Molecular modeling has demonstrated that genetic fusion of DR5-B with the SRH and iRGD peptides not only enables the engagement of additional tumor targets VEGFR2 and integrin αβ/NRP-1, but also improves the interaction with DR5 receptor. OA imaging of the vessel network in xenograft tumor nodes of human glioblastoma and pancreatic adenocarcinoma displayed a decrease in the vessel fraction in DR5-B-treated xenograft tumors, with the effect being even more pronounced in SRH-DR5-B-iRGD-treated tumor nodes. This data was consistent with the reduction in the number of perfused vessels in DR5-B and SRH-DR5-B-iRGD-treated tumors as quantified by OCT-MA, and also correlate well with the data obtained by IHC staining and tumor growth inhibition.
Ameliorated interaction with the DR5 receptor and imparting antiangiogenic properties to the multivalent fusion protein SRH-DR5-B-iRGD resulted in improved antitumor activity compared to DR5-B. Thereby, SRH-DR5-B-iRGD can be considered as a promising candidate for the treatment of vascularized solid tumors.

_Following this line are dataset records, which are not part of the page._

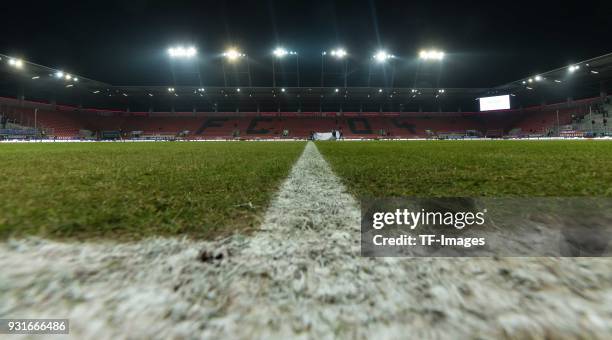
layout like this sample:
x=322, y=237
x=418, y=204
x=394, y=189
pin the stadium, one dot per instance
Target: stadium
x=335, y=169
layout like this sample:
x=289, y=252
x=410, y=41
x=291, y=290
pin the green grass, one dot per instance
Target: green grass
x=126, y=191
x=473, y=168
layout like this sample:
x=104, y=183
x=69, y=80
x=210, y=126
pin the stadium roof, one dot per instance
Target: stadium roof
x=120, y=51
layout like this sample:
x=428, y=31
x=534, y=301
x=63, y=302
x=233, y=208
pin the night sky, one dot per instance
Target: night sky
x=124, y=42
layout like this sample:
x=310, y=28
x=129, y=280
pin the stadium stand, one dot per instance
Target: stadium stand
x=68, y=122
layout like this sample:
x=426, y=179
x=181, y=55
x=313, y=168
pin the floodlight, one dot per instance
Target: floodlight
x=339, y=53
x=280, y=52
x=232, y=54
x=182, y=52
x=431, y=55
x=16, y=63
x=382, y=56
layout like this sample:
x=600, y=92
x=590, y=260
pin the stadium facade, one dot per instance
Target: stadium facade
x=41, y=102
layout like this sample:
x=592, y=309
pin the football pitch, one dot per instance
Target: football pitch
x=167, y=240
x=126, y=191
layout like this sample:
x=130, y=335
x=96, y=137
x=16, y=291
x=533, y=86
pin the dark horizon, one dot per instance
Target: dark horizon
x=124, y=43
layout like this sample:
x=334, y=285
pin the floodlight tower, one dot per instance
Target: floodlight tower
x=381, y=58
x=233, y=56
x=339, y=54
x=183, y=54
x=281, y=53
x=429, y=58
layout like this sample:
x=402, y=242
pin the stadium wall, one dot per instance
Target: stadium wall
x=70, y=122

抗血管生成疗法是一种经过临床验证的癌症治疗方法。先前的研究表明,一种与效应肽基因融合的多价DR5特异性细胞因子TRAIL变体DR5-B(SRH-DR5-B-iRGD)同时靶向血管生成和死亡受体信号通路,可增强实体瘤抑制并延长生存期。SRH肽旨在通过阻止VEGFR2受体的激活来阻断肿瘤新生血管生成,而iRGD肽则干扰整合素αβ的激活,并增强肿瘤渗透。在此,我们研究了SRH-DR5-B-iRGD融合蛋白的抗血管生成活性如何对其抗肿瘤作用产生影响。
采用了一种综合方法,包括对SRH-DR5-B-iRGD与DR5受体结合的分子建模、基于光声(OA)和光学相干断层扫描的微血管造影(OCT-MA)对裸鼠人胶质母细胞瘤和胰腺腺癌异种移植瘤中的血管网络进行成像,并辅以血管生成标记物CD31的免疫组织化学(IHC)染色,以及体外和体内生物活性研究。
分子建模表明,DR5-B与SRH和iRGD肽的基因融合不仅能够结合额外的肿瘤靶点VEGFR2和整合素αβ/NRP-1,还能改善与DR5受体的相互作用。对人胶质母细胞瘤和胰腺腺癌异种移植瘤结节中的血管网络进行OA成像显示,DR5-B处理的异种移植瘤中血管分数降低,而在SRH-DR5-B-iRGD处理的肿瘤结节中这种效果更为明显。该数据与通过OCT-MA定量的DR5-B和SRH-DR5-B-iRGD处理的肿瘤中灌注血管数量的减少一致,并且也与IHC染色和肿瘤生长抑制获得的数据高度相关。
与DR5-B相比,SRH-DR5-B-iRGD与DR5受体的相互作用得到改善,并赋予多价融合蛋白抗血管生成特性,从而导致抗肿瘤活性增强。因此,SRH-DR5-B-iRGD可被视为治疗血管化实体瘤的有前景的候选药物。